Une fois de plus et sans risque de me tromper, il m’est difficile de croire que tous les compatriotes Centrafricains qui ont suivi – tant avec bienveillance et attention qu’avec un brin d’esprit critique – la Chef de l’Etat de la Transition, ne se soient pas posés un certain nombre de questions, dont la principale, à mon sens, est bien celle-ci : Samba-Panza vit-elle et parle-t-elle vraiment du même pays que celui de la majorité des Centrafricains ?

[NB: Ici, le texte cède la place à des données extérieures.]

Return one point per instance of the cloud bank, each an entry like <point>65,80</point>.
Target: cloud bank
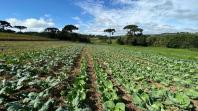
<point>32,24</point>
<point>154,16</point>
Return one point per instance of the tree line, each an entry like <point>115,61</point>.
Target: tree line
<point>52,32</point>
<point>132,31</point>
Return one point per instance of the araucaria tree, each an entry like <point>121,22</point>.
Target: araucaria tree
<point>132,29</point>
<point>20,28</point>
<point>4,24</point>
<point>69,28</point>
<point>111,32</point>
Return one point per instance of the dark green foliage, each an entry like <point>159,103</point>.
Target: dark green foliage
<point>136,41</point>
<point>111,32</point>
<point>177,40</point>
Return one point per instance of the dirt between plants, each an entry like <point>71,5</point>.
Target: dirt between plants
<point>125,97</point>
<point>67,83</point>
<point>94,97</point>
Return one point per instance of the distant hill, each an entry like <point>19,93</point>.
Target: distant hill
<point>22,37</point>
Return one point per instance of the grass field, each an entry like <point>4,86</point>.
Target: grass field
<point>21,37</point>
<point>72,76</point>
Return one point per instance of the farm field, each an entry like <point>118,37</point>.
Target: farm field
<point>61,76</point>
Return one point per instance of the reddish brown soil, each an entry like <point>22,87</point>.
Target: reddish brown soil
<point>94,98</point>
<point>125,97</point>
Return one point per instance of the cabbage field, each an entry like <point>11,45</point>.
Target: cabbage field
<point>81,77</point>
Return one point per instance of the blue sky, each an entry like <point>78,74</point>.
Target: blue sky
<point>93,16</point>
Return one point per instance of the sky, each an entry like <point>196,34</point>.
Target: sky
<point>93,16</point>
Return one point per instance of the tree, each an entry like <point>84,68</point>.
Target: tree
<point>69,28</point>
<point>131,29</point>
<point>20,27</point>
<point>4,24</point>
<point>51,30</point>
<point>111,32</point>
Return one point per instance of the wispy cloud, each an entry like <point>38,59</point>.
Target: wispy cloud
<point>154,16</point>
<point>32,24</point>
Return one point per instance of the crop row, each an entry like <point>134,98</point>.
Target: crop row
<point>29,81</point>
<point>153,86</point>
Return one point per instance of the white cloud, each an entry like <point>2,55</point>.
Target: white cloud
<point>32,24</point>
<point>154,16</point>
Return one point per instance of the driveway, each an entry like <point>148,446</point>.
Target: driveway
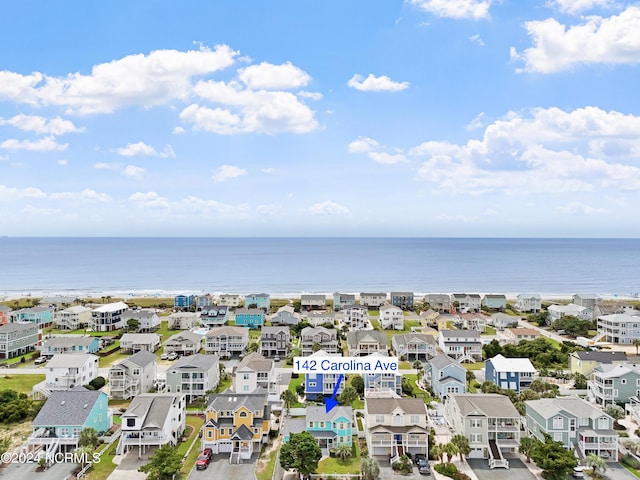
<point>221,468</point>
<point>26,471</point>
<point>517,470</point>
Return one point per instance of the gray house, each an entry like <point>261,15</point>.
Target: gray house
<point>575,423</point>
<point>17,339</point>
<point>194,376</point>
<point>133,376</point>
<point>274,341</point>
<point>447,375</point>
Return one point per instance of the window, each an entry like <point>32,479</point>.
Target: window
<point>557,422</point>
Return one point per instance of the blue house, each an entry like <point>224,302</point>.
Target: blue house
<point>510,373</point>
<point>330,429</point>
<point>41,316</point>
<point>65,414</point>
<point>249,317</point>
<point>259,300</point>
<point>183,301</point>
<point>448,376</point>
<point>319,385</point>
<point>70,344</point>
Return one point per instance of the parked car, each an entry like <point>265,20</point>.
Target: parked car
<point>204,459</point>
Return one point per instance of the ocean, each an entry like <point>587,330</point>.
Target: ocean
<point>156,266</point>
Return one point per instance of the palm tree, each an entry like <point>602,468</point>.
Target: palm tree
<point>451,449</point>
<point>343,451</point>
<point>597,464</point>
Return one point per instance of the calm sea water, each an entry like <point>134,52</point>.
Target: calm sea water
<point>292,265</point>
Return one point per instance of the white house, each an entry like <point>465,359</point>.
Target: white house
<point>152,420</point>
<point>391,317</point>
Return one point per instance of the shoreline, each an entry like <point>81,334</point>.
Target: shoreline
<point>83,294</point>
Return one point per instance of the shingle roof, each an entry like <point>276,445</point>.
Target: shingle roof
<point>490,404</point>
<point>388,405</point>
<point>69,408</point>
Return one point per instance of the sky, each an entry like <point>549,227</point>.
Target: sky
<point>427,118</point>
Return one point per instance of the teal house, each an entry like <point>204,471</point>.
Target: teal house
<point>65,414</point>
<point>330,429</point>
<point>249,317</point>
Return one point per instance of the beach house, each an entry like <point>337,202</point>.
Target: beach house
<point>193,376</point>
<point>108,317</point>
<point>152,420</point>
<point>489,421</point>
<point>249,317</point>
<point>72,318</point>
<point>447,376</point>
<point>133,375</point>
<point>575,423</point>
<point>236,424</point>
<point>391,317</point>
<point>373,300</point>
<point>57,426</point>
<point>396,426</point>
<point>510,373</point>
<point>342,299</point>
<point>258,300</point>
<point>17,339</point>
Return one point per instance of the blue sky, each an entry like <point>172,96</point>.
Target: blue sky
<point>288,118</point>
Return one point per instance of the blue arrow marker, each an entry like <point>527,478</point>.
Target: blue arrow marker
<point>332,402</point>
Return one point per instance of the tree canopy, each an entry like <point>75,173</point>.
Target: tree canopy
<point>301,453</point>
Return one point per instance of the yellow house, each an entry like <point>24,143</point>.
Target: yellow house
<point>585,362</point>
<point>236,423</point>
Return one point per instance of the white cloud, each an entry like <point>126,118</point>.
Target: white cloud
<point>577,6</point>
<point>83,195</point>
<point>141,148</point>
<point>226,172</point>
<point>328,208</point>
<point>609,40</point>
<point>247,111</point>
<point>387,158</point>
<point>12,193</point>
<point>579,208</point>
<point>134,80</point>
<point>149,200</point>
<point>131,171</point>
<point>272,77</point>
<point>47,144</point>
<point>548,151</point>
<point>107,166</point>
<point>31,210</point>
<point>477,39</point>
<point>376,84</point>
<point>41,125</point>
<point>472,9</point>
<point>363,145</point>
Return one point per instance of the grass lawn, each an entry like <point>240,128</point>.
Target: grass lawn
<point>292,386</point>
<point>335,465</point>
<point>266,465</point>
<point>20,383</point>
<point>473,366</point>
<point>102,470</point>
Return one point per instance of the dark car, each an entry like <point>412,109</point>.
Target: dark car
<point>419,457</point>
<point>423,468</point>
<point>204,459</point>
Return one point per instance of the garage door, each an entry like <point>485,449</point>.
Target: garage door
<point>225,446</point>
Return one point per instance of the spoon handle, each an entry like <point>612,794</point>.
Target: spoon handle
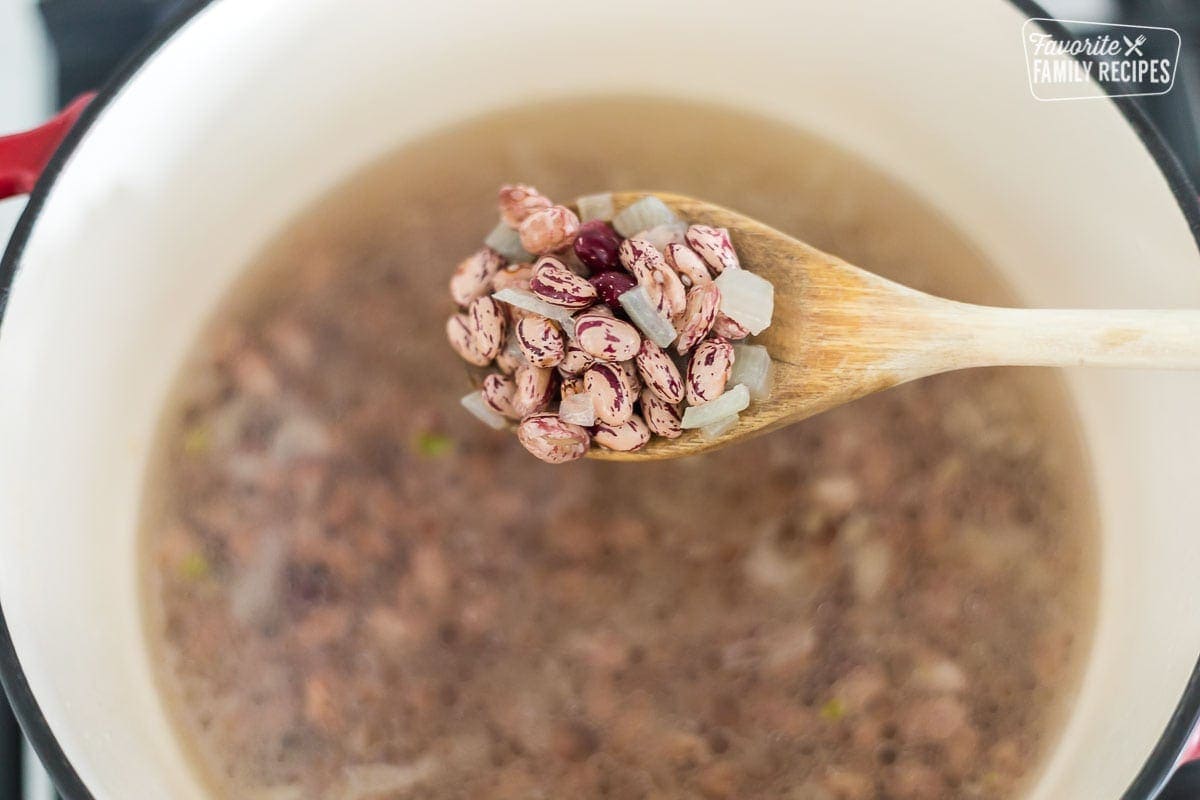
<point>1054,337</point>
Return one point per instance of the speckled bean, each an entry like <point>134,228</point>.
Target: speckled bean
<point>511,356</point>
<point>606,338</point>
<point>515,276</point>
<point>519,200</point>
<point>549,229</point>
<point>633,380</point>
<point>540,341</point>
<point>708,371</point>
<point>461,338</point>
<point>714,246</point>
<point>487,326</point>
<point>498,392</point>
<point>659,372</point>
<point>609,388</point>
<point>551,439</point>
<point>688,264</point>
<point>571,386</point>
<point>661,417</point>
<point>534,391</point>
<point>558,286</point>
<point>699,316</point>
<point>630,434</point>
<point>473,276</point>
<point>727,328</point>
<point>675,294</point>
<point>641,259</point>
<point>575,361</point>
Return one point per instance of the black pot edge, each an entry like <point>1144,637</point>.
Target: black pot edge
<point>1146,785</point>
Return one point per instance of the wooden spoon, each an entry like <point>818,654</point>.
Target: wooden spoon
<point>840,332</point>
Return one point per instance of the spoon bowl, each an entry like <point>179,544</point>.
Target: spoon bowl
<point>840,332</point>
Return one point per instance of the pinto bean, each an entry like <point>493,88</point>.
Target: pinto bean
<point>551,439</point>
<point>708,371</point>
<point>659,372</point>
<point>558,286</point>
<point>630,434</point>
<point>606,338</point>
<point>697,318</point>
<point>549,229</point>
<point>473,276</point>
<point>487,326</point>
<point>714,246</point>
<point>540,341</point>
<point>609,388</point>
<point>459,332</point>
<point>519,200</point>
<point>534,391</point>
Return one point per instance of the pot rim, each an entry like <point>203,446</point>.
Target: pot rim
<point>1159,764</point>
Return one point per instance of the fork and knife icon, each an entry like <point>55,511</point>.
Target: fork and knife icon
<point>1134,46</point>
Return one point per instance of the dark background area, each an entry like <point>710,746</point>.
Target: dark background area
<point>91,37</point>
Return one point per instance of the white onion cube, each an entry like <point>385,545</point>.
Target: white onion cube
<point>507,241</point>
<point>731,402</point>
<point>579,409</point>
<point>595,206</point>
<point>748,299</point>
<point>720,427</point>
<point>475,404</point>
<point>532,302</point>
<point>643,313</point>
<point>641,215</point>
<point>754,368</point>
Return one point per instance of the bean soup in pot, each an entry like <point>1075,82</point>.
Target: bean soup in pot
<point>355,591</point>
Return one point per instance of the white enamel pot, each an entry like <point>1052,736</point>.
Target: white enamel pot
<point>246,110</point>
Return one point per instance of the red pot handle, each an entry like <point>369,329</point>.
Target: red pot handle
<point>23,156</point>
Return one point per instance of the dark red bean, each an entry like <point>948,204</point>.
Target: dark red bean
<point>597,245</point>
<point>610,286</point>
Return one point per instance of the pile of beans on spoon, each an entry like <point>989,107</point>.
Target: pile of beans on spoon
<point>607,331</point>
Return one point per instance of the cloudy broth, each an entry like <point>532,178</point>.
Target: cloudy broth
<point>355,591</point>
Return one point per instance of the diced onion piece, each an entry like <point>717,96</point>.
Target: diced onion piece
<point>643,313</point>
<point>714,429</point>
<point>748,299</point>
<point>532,302</point>
<point>647,212</point>
<point>731,402</point>
<point>753,367</point>
<point>663,235</point>
<point>579,409</point>
<point>507,241</point>
<point>475,404</point>
<point>595,206</point>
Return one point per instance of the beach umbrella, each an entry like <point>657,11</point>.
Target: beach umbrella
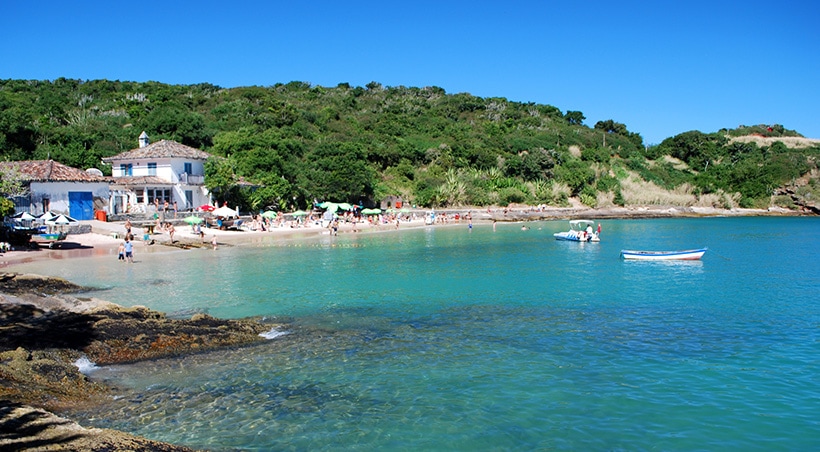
<point>192,219</point>
<point>61,220</point>
<point>224,211</point>
<point>25,216</point>
<point>330,206</point>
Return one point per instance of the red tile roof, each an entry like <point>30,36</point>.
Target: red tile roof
<point>139,180</point>
<point>161,149</point>
<point>50,171</point>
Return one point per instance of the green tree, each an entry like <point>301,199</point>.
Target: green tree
<point>575,117</point>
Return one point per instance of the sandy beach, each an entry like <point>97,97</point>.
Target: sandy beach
<point>107,236</point>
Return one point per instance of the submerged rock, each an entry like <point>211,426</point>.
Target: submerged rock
<point>44,332</point>
<point>24,427</point>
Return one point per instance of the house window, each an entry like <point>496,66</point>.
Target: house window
<point>159,194</point>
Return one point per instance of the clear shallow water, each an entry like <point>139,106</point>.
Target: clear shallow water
<point>445,339</point>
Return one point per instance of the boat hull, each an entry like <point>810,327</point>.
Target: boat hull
<point>684,255</point>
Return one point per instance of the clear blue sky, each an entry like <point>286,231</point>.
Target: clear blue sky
<point>660,67</point>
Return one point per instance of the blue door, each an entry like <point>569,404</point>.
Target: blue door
<point>81,205</point>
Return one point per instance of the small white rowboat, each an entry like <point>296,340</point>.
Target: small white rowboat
<point>686,255</point>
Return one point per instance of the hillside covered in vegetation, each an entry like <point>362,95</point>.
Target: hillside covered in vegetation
<point>286,145</point>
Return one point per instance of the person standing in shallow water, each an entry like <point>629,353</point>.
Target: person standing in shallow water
<point>129,250</point>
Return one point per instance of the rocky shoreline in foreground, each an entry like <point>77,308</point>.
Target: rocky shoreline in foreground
<point>44,332</point>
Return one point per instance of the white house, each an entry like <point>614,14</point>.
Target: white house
<point>155,173</point>
<point>59,188</point>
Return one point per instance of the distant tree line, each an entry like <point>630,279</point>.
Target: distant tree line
<point>286,145</point>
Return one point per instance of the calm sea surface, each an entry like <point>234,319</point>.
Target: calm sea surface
<point>451,339</point>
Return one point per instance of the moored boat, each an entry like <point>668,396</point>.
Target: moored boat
<point>686,255</point>
<point>579,231</point>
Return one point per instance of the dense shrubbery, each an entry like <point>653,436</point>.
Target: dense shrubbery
<point>296,142</point>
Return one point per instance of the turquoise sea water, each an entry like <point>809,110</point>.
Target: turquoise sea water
<point>450,339</point>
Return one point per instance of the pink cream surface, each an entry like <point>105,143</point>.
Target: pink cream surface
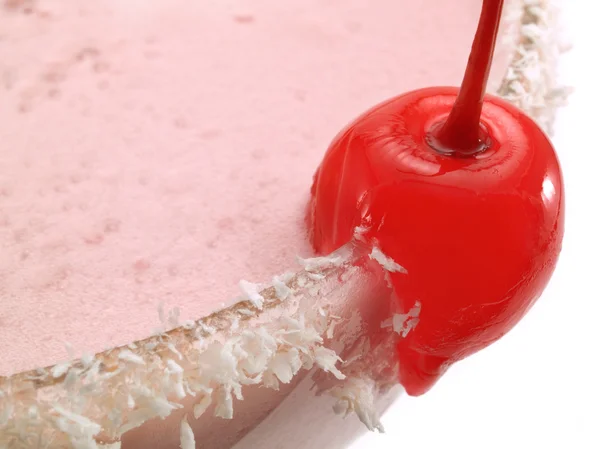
<point>161,151</point>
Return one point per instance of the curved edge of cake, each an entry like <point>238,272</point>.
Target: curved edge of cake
<point>153,375</point>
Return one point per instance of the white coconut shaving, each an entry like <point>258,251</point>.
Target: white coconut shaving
<point>386,262</point>
<point>186,435</point>
<point>90,403</point>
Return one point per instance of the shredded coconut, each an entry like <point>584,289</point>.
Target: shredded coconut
<point>186,435</point>
<point>386,262</point>
<point>99,398</point>
<point>251,291</point>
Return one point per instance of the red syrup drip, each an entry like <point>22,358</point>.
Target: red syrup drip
<point>475,217</point>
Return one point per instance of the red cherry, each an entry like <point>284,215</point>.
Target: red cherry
<point>472,208</point>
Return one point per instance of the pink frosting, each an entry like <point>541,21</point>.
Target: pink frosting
<point>161,151</point>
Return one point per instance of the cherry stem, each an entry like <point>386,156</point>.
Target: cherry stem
<point>461,132</point>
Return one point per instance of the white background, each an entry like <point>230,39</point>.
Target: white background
<point>539,387</point>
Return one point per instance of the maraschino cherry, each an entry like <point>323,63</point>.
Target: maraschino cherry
<point>464,191</point>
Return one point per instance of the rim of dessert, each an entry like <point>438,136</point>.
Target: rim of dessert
<point>149,373</point>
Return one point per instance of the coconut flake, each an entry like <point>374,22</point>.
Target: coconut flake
<point>316,264</point>
<point>128,356</point>
<point>386,262</point>
<point>186,435</point>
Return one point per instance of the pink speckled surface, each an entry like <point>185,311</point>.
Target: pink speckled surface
<point>163,150</point>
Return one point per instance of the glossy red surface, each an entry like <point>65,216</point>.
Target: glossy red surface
<point>479,235</point>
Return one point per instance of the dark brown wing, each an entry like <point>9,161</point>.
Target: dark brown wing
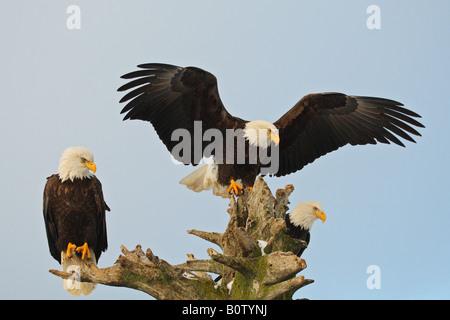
<point>172,97</point>
<point>102,207</point>
<point>49,219</point>
<point>321,123</point>
<point>74,212</point>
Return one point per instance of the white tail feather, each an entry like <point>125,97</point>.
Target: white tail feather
<point>204,178</point>
<point>73,285</point>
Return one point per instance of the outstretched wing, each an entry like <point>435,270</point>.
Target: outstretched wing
<point>321,123</point>
<point>172,97</point>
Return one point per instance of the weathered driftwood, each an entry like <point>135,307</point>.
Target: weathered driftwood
<point>247,269</point>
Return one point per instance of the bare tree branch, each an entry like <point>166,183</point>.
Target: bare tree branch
<point>247,271</point>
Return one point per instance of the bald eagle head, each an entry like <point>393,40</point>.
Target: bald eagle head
<point>259,133</point>
<point>305,213</point>
<point>75,163</point>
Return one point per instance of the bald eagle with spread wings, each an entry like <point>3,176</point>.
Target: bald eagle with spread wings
<point>172,97</point>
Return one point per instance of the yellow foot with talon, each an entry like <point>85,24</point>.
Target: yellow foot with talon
<point>70,247</point>
<point>234,187</point>
<point>85,251</point>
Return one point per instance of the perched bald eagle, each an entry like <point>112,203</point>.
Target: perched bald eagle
<point>74,214</point>
<point>172,97</point>
<point>299,222</point>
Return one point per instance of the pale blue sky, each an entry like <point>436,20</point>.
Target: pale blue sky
<point>385,205</point>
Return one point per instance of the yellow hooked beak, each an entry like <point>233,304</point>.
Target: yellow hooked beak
<point>275,138</point>
<point>321,215</point>
<point>91,166</point>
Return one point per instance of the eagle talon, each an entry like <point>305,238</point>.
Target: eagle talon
<point>234,187</point>
<point>85,251</point>
<point>70,247</point>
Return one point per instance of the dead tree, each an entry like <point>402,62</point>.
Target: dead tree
<point>256,260</point>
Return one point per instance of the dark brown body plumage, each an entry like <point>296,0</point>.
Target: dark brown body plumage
<point>172,97</point>
<point>74,211</point>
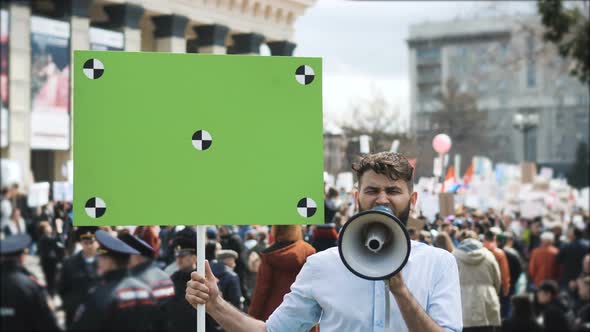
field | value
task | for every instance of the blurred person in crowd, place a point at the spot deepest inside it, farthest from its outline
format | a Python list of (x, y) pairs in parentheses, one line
[(5, 208), (504, 242), (228, 257), (79, 273), (232, 241), (413, 234), (16, 224), (228, 280), (250, 239), (24, 302), (550, 308), (582, 304), (534, 235), (19, 200), (326, 289), (425, 237), (119, 301), (324, 237), (181, 316), (144, 268), (543, 263), (151, 235), (281, 262), (443, 241), (331, 205), (569, 257), (490, 244), (522, 318), (479, 276), (51, 253)]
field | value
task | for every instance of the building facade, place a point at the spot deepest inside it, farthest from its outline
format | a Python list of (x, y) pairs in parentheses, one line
[(39, 37), (506, 67)]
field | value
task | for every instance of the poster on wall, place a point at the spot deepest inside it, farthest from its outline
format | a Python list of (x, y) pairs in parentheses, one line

Tout d’abord, s’agissant d’un « Message à la nation » comme il a été indiqué par la Présidente elle-même, on se surprend à découvrir que cette « nation » se limite – ce qui n’est pas administrativement actuellement faux – à la seule ville de Bangui. Que l’on me dise et trouve à travers les six pages de discours de Samba-Panza, la véritable adresse à l’endroit de nos compatriotes des villes et villages des provinces ! D’ailleurs, ne sont-ils pas ceux-là même qui paient chaque jour, en silence et dans l’indifférence totale, le lourd tribut de la mauvaise gouvernance des autorités de la transition ? Encore convient-il que la Chef de l’Etat de la Transition en personne n’en souffle mot…

Catherine Samba-Panza, de quelle planète venez-vous donc ?

Quand Samba-Panza déclare sans sourciller « …suite aux récents événements dramatiques que notre pays vient de connaître et qui ont failli encore nous replonger dans le chaos », j’ai bien peur. J’ai bien peur que mes compatriotes en viennent à penser que le chaos – quelle qu’en soit sa nature et son degré – serait différent de ce que la Centrafrique et les Centrafricains connaissent et vivent en permanence et au quotidien !
Et quand la Chef de l’Etat énumère :

  • « Des barricades sont érigées partout dans la ville de Bangui
  • Des armes lourdes et légères ainsi que des billets de banques sont distribués au sein de la population, notamment aux jeunes, pour semer la terreur et paralyser le pays 
  • Les grandes expéditions punitives menées dans les arrondissements de Bangui 
  • des actes de grand banditisme et de grande criminalité ont engendré de lourdes pertes en vies humaines, tant dans la population civile que dans les rangs des forces internationales de maintien de la paix… », 

Ne s’agit-il point là d’actes qui nous installent au plein cœur même du chaos centrafricain ?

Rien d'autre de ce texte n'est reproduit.